Mata pelajaran yang diberikan dilembaga-lembaga pendidikan Islam dibagi mejadi
dua tingkatan, yakni :
a) Tingkat dasar terdiri dari atas pelajaran membaca,
menulis, bahasa Arab, pengajian Al-Qur’an dan ibadah praktis
b) Tingkat yang lebih tinggi dengan materi-materi ilmu
fiqih, tasawuf, ilmu kalam dan lain sebagainya.
Pada
perkembagannya pusat pendidikan mulai dilakukan di luar istana, penamaan untuk
lembaga-lembaga pendidikan Islam di luar Istana berbeda-beda, di Minangkabau
lembaga pendidikan Islam disebut dengan surau.
[22] Lembaga
ini diharapkan dapat mendidik kader-kader ulama yang akan melakukan
pengembangan Islam selanjutnya di Minangkabau. Surau inilah yang menjadi cikal bakal lembaga pendidikan Islam yang
lebih teratur dimasa berikutnya, murid-muridnya kemudia kembali ke tempat
masing-masing, mendirikan surau-surau sambil menyiarkan agama Islam.
Di
Jawa lembaga pendidikan Islam disebut dengan Pesantren. [23] Lembaga
pesantren dipimpin oleh seorang ulama atau kiai untuk tingkat lanjutan.

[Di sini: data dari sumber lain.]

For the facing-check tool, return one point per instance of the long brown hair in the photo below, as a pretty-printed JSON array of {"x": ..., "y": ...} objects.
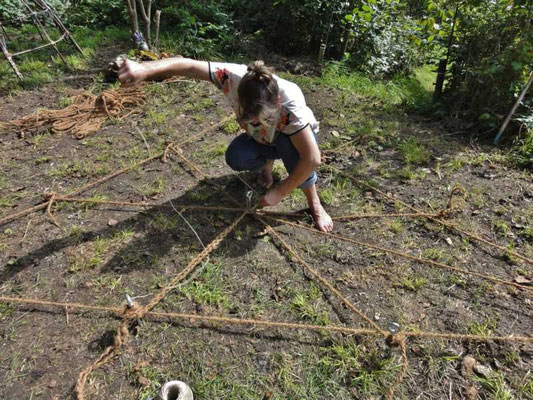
[{"x": 258, "y": 93}]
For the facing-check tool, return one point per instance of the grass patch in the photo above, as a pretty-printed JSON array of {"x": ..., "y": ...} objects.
[
  {"x": 413, "y": 152},
  {"x": 414, "y": 91}
]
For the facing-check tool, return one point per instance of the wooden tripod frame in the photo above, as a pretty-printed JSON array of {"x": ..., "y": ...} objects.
[{"x": 41, "y": 8}]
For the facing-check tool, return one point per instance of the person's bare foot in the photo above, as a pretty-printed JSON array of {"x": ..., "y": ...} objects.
[
  {"x": 265, "y": 178},
  {"x": 323, "y": 221}
]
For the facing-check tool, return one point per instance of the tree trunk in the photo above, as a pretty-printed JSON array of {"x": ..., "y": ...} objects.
[
  {"x": 132, "y": 11},
  {"x": 146, "y": 13}
]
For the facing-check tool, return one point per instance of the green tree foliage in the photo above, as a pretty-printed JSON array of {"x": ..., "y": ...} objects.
[
  {"x": 490, "y": 56},
  {"x": 96, "y": 13},
  {"x": 382, "y": 33}
]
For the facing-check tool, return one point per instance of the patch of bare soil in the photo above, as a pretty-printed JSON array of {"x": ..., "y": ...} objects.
[{"x": 101, "y": 252}]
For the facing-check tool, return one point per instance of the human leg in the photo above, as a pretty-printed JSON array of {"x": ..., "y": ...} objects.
[
  {"x": 323, "y": 221},
  {"x": 245, "y": 154},
  {"x": 291, "y": 157}
]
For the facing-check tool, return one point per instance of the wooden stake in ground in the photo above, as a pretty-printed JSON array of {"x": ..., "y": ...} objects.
[{"x": 513, "y": 110}]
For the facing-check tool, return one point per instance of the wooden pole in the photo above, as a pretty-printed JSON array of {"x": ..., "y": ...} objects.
[
  {"x": 511, "y": 113},
  {"x": 146, "y": 13},
  {"x": 132, "y": 11},
  {"x": 157, "y": 22},
  {"x": 443, "y": 64},
  {"x": 58, "y": 23},
  {"x": 42, "y": 32},
  {"x": 8, "y": 57}
]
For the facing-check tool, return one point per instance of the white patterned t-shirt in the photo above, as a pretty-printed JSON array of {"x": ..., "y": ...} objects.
[{"x": 294, "y": 113}]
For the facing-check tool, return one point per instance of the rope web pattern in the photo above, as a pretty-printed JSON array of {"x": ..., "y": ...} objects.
[{"x": 134, "y": 311}]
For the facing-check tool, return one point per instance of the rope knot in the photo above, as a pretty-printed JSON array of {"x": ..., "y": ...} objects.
[
  {"x": 135, "y": 311},
  {"x": 49, "y": 195},
  {"x": 395, "y": 340}
]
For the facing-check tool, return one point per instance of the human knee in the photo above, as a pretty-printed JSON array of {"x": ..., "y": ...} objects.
[{"x": 235, "y": 159}]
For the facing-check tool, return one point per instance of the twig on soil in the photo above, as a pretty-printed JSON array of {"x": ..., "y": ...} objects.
[
  {"x": 145, "y": 142},
  {"x": 25, "y": 231}
]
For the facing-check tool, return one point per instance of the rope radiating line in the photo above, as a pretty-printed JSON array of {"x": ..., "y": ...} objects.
[
  {"x": 431, "y": 218},
  {"x": 266, "y": 323},
  {"x": 138, "y": 312},
  {"x": 393, "y": 338},
  {"x": 90, "y": 200},
  {"x": 404, "y": 255},
  {"x": 322, "y": 280},
  {"x": 90, "y": 185}
]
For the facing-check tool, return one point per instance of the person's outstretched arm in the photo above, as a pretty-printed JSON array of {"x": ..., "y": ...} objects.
[{"x": 131, "y": 72}]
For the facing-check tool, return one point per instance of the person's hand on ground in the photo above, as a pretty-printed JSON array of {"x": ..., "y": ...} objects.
[
  {"x": 271, "y": 198},
  {"x": 130, "y": 73}
]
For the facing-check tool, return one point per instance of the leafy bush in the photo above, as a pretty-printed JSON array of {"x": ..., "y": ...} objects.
[
  {"x": 96, "y": 13},
  {"x": 14, "y": 9},
  {"x": 490, "y": 58},
  {"x": 382, "y": 38}
]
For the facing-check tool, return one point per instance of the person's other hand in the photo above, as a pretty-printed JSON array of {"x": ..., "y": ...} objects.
[
  {"x": 130, "y": 73},
  {"x": 271, "y": 198}
]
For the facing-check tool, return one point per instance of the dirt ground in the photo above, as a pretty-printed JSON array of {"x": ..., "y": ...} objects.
[{"x": 100, "y": 253}]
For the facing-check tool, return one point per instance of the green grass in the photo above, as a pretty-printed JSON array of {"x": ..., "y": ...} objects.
[
  {"x": 413, "y": 91},
  {"x": 413, "y": 152},
  {"x": 44, "y": 66},
  {"x": 208, "y": 289},
  {"x": 413, "y": 284},
  {"x": 484, "y": 328}
]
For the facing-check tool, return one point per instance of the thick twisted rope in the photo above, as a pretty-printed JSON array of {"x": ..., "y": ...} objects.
[
  {"x": 87, "y": 112},
  {"x": 119, "y": 311},
  {"x": 438, "y": 221},
  {"x": 404, "y": 255},
  {"x": 162, "y": 155},
  {"x": 138, "y": 312}
]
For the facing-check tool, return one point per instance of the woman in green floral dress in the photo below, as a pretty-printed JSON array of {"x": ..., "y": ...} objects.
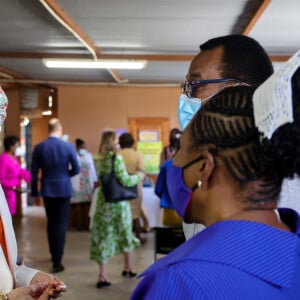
[{"x": 111, "y": 226}]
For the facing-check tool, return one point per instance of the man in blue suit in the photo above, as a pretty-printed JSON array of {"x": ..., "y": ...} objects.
[{"x": 57, "y": 161}]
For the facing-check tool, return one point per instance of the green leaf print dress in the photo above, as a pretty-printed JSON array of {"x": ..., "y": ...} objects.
[{"x": 111, "y": 231}]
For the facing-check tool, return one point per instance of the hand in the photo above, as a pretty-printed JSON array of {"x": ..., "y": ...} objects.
[
  {"x": 30, "y": 292},
  {"x": 142, "y": 175},
  {"x": 55, "y": 286}
]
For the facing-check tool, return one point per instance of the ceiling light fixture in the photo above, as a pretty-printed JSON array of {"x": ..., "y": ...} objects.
[{"x": 98, "y": 64}]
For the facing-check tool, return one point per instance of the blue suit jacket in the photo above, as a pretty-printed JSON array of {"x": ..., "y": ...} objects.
[{"x": 58, "y": 162}]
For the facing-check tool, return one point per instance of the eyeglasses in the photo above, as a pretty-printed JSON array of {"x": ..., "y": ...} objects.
[{"x": 189, "y": 87}]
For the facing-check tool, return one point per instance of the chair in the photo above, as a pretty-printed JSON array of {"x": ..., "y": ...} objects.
[{"x": 167, "y": 238}]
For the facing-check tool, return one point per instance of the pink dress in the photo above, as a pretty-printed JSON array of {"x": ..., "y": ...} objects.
[{"x": 11, "y": 174}]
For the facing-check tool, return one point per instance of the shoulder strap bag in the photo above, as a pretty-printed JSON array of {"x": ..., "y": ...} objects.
[{"x": 113, "y": 190}]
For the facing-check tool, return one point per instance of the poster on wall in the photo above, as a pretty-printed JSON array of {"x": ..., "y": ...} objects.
[
  {"x": 148, "y": 136},
  {"x": 151, "y": 154}
]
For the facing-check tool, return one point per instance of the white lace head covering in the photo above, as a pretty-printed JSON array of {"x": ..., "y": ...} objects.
[
  {"x": 272, "y": 101},
  {"x": 3, "y": 106}
]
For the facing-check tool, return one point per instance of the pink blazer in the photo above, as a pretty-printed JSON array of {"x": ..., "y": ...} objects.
[
  {"x": 11, "y": 174},
  {"x": 10, "y": 272}
]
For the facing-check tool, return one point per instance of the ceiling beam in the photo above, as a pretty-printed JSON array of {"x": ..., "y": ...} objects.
[
  {"x": 62, "y": 17},
  {"x": 148, "y": 57},
  {"x": 11, "y": 73}
]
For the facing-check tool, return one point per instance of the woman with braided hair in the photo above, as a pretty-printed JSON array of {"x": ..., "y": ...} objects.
[{"x": 227, "y": 176}]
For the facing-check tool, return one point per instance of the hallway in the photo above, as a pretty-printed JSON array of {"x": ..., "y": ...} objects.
[{"x": 81, "y": 274}]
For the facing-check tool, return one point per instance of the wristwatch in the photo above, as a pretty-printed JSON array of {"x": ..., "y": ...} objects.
[{"x": 4, "y": 296}]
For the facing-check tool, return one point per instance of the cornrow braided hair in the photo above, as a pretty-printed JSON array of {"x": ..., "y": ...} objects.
[{"x": 226, "y": 125}]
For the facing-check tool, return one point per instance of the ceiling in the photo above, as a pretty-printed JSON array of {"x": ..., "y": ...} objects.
[{"x": 167, "y": 33}]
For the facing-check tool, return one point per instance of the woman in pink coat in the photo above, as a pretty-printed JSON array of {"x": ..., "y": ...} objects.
[{"x": 11, "y": 172}]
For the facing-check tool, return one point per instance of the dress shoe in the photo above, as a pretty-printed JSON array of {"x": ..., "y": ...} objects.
[
  {"x": 101, "y": 284},
  {"x": 142, "y": 240},
  {"x": 128, "y": 274},
  {"x": 58, "y": 267}
]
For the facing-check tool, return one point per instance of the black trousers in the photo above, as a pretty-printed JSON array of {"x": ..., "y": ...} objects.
[{"x": 57, "y": 212}]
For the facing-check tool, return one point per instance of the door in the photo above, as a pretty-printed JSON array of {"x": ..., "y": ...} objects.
[{"x": 161, "y": 125}]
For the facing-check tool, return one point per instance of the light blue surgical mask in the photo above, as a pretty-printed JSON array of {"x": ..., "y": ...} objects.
[
  {"x": 82, "y": 152},
  {"x": 187, "y": 108}
]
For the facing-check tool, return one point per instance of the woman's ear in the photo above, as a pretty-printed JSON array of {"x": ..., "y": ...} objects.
[{"x": 206, "y": 168}]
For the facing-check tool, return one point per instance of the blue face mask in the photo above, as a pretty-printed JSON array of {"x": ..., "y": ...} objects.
[
  {"x": 179, "y": 193},
  {"x": 187, "y": 108},
  {"x": 82, "y": 152}
]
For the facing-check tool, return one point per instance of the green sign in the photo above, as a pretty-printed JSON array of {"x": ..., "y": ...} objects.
[{"x": 151, "y": 153}]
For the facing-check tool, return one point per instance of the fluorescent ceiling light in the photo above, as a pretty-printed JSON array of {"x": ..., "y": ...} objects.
[{"x": 95, "y": 64}]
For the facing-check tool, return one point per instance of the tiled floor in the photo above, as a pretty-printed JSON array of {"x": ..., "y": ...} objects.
[{"x": 81, "y": 273}]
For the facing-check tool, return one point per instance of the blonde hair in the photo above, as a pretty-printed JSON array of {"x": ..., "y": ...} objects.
[
  {"x": 107, "y": 142},
  {"x": 53, "y": 125}
]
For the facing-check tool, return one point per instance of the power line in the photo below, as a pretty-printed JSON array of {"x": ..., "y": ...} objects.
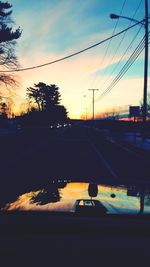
[
  {"x": 74, "y": 54},
  {"x": 113, "y": 32},
  {"x": 123, "y": 70},
  {"x": 127, "y": 65},
  {"x": 118, "y": 46},
  {"x": 124, "y": 54}
]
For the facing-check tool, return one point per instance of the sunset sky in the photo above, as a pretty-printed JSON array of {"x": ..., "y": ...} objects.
[{"x": 56, "y": 28}]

Kemajuan seorang penuntut sangat ditentukan oleh kerajinan, kesungguhan, dan
ketekunan masing-masing. Pesantren sebagai lembaga pendidikan Islam mempunyai
kontribusi yang sangat besar dalam pembentukan budaya masyarakat Islam
Indonesia.
Pesantren merupakan lembaga
pendidikan Islam tertua di Indonesia. Para walisongo penyebar agama Islam di
Jawa mengembangkan pesantren sebagai lembaga kaderisasi tenaga dakwah yang akan
meneruska perjuangan agama Islam. Para walisongo juga menjadi tenaga inti dalam
penyebaran agama Islam diberbagai daerah melalui lembaga pendidikan paesantren.
Adapun beberapa
contoh pesantren yang didirikan oleh para walisongo adalah pesantren Giri dan
pesantren Gresik. Pesantren Giri didirikan oleh Sunan Giri sedangkan Pesantren
Gresik didirikan oleh Maulana Malik Ibrahim.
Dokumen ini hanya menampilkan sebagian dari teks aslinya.